I understand you very well, quoth Pantagruel, and take you to be very good at topics, and thoroughly affectioned to your own cause. But preach it up, and patrocinate it, prattle on it, and defend it as much as you will, even from hence to the next Whitsuntide, if you please so to do, yet in the end you will be astonished to find how you shall have gained no ground at all upon me, nor persuaded me by your fair speeches and smooth talk to enter never so little into the thraldom of debt. You shall owe to none, saith the holy Apostle, anything save love, friendship, and a mutual benevolence.
You serve me here, I confess, with fine graphides and diatyposes, descriptions and figures, which truly please me very well. But let me tell you, if you will represent unto your fancy an impudent blustering bully and an importunate borrower, entering afresh and newly into a town already advertised of his manners, you shall find that at his ingress the citizens will be more hideously affrighted and amazed, and in a greater terror and fear, dread, and trembling, than if the pest itself should step into it in the very same garb and accoutrement wherein the Tyanean philosopher found it within the city of Ephesus. And I am fully confirmed in the opinion, that the Persians erred not when they said that the second vice was to lie, the first being that of owing money. For, in very truth, debts and lying are ordinarily joined together.
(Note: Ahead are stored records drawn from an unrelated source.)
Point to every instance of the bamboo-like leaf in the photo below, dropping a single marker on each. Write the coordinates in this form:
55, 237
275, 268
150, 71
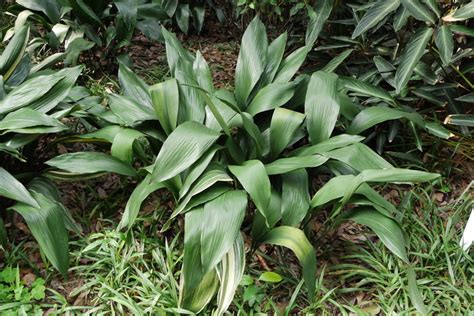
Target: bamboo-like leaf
134, 203
203, 73
365, 88
321, 106
414, 51
122, 144
445, 43
13, 189
165, 99
438, 130
90, 162
13, 53
28, 92
283, 127
275, 53
460, 119
134, 87
295, 197
254, 179
46, 223
386, 228
378, 114
251, 61
230, 272
374, 15
419, 11
185, 145
221, 222
296, 240
465, 12
401, 18
317, 18
469, 98
290, 65
270, 97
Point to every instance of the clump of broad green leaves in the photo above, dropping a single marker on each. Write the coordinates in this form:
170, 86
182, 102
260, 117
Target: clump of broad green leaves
32, 103
410, 58
251, 151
I will nevertheless not from hence infer that none must owe anything or lend anything. For who so rich can be that sometimes may not owe, or who can be so poor that sometimes may not lend?
Let the occasion, notwithstanding, in that case, as Plato very wisely sayeth and ordaineth in his laws, be such that none be permitted to draw any water out of his neighbour's well until first they by continual digging and delving into their own proper ground shall have hit upon a kind of potter's earth, which is called ceramite, and there had found no source or drop of water; for that sort of earth, by reason of its substance, which is fat, strong, firm, and close, so retaineth its humidity, that it doth not easily evaporate it by any outward excursion or evaporation.
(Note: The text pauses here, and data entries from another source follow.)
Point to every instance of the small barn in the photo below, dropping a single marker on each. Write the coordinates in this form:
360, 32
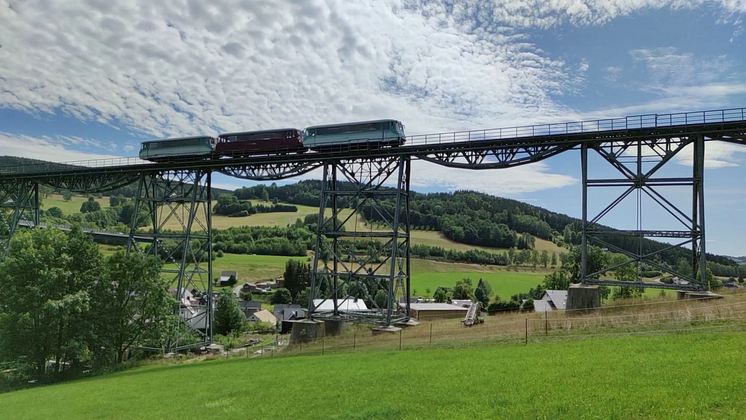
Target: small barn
249, 307
263, 316
225, 277
433, 311
552, 300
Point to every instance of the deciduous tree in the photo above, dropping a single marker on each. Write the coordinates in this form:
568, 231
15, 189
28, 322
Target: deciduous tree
228, 316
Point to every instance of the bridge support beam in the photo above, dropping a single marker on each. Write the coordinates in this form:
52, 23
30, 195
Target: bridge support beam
172, 220
362, 242
639, 162
19, 204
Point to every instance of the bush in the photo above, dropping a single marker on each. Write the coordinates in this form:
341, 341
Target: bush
527, 306
55, 212
503, 306
650, 274
281, 295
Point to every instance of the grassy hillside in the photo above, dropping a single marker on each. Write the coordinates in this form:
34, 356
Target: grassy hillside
598, 378
72, 206
418, 237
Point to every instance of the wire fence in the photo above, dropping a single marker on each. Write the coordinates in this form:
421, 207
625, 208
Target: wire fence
642, 318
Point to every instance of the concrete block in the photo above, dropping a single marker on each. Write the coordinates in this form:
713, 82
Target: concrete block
387, 329
334, 327
305, 331
582, 298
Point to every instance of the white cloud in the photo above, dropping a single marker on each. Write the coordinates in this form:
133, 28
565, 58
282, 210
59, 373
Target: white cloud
186, 67
183, 67
45, 148
717, 155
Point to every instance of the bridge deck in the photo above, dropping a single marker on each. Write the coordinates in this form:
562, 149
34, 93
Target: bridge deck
726, 125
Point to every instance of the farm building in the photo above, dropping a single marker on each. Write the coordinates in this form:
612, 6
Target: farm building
433, 311
249, 307
263, 316
225, 278
552, 300
344, 305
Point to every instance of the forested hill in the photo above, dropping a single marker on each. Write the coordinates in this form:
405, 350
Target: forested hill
464, 216
475, 218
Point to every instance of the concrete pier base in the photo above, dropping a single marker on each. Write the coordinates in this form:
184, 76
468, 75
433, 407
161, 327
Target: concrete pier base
582, 298
305, 331
696, 295
334, 327
387, 329
410, 323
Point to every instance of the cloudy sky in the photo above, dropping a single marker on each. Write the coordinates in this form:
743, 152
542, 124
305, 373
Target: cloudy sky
84, 79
In good sooth, it is a great shame to choose rather to be still borrowing in all places from everyone, than to work and win. Then only in my judgment should one lend, when the diligent, toiling, and industrious person is no longer able by his labour to make any purchase unto himself, or otherwise, when by mischance he hath suddenly fallen into an unexpected loss of his goods.
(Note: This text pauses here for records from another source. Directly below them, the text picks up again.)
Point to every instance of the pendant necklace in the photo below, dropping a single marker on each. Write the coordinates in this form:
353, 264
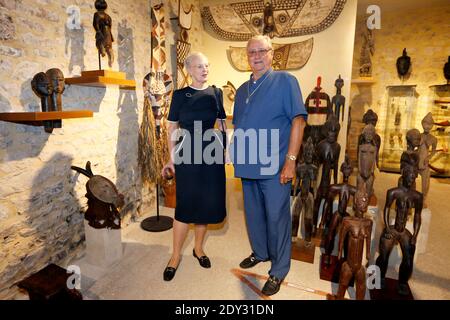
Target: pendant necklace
247, 100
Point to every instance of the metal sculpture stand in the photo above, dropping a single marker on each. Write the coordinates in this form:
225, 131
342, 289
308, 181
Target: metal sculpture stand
157, 223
Howsoever, let us leave this discourse, and from henceforwards do not hang upon creditors, nor tie yourself to them. I make account for the time past to rid you freely of them, and from their bondage to deliver you. The least I should in this point, quoth Panurge, is to thank you, though it be the most I can do. And if gratitude and thanksgiving be to be estimated and prized by the affection of the benefactor, that is to be done infinitely and sempiternally; for the love which you bear me of your own accord and free grace, without any merit of mine, goeth far beyond the reach of any price or value. It transcends all weight, all number, all measure; it is endless and everlasting; therefore, should I offer to commensurate and adjust it, either to the size and proportion of your own noble and gracious deeds, or yet to the contentment and delight of the obliged receivers, I would come off but very faintly and flaggingly. You have verily done me a great deal of good, and multiplied your favours on me more frequently than was fitting to one of my condition. You have been more bountiful towards me than I have deserved, and your courtesies have by far surpassed the extent of my merits, I must needs confess it. But it is not, as you suppose, in the proposed matter. For there it is not where I itch, it is not there where it fretteth, hurts, or vexeth me; for, henceforth being quit and out of debt, what countenance will I be able to keep? You may imagine that it will become me very ill for the first month, because I have never hitherto been brought up or accustomed to it. I am very much afraid of it. Furthermore, there shall not one hereafter, native of the country of Salmigondy, but he shall level the shot towards my nose. All the back-cracking fellows of the world, in discharging of their postern petarades, use commonly to say, Voila pour les quittes, that is, For the quit. My life will be of very short continuance, I do foresee it. I recommend to you the making of my epitaph; for I perceive I will die confected in the very stench of farts. If, at any time to come, by way of restorative to such good women as shall happen to be troubled with the grievous pain of the wind-colic, the ordinary medicaments prove nothing effectual, the mummy of all my befarted body will straight be as a present remedy appointed by the physicians; whereof they, taking any small modicum, it will incontinently for their ease afford them a rattle of bumshot, like a sal of muskets.
Therefore would I beseech you to leave me some few centuries of debts; as King Louis the Eleventh, exempting from suits in law the Reverend Miles d'Illiers, Bishop of Chartres, was by the said bishop most earnestly solicited to leave him some few for the exercise of his mind. I had rather give them all my revenue of the periwinkles, together with the other incomes of the locusts, albeit I should not thereby have any parcel abated from off the principal sums which I owe. Let us waive this matter, quoth Pantagruel, I have told it you over again.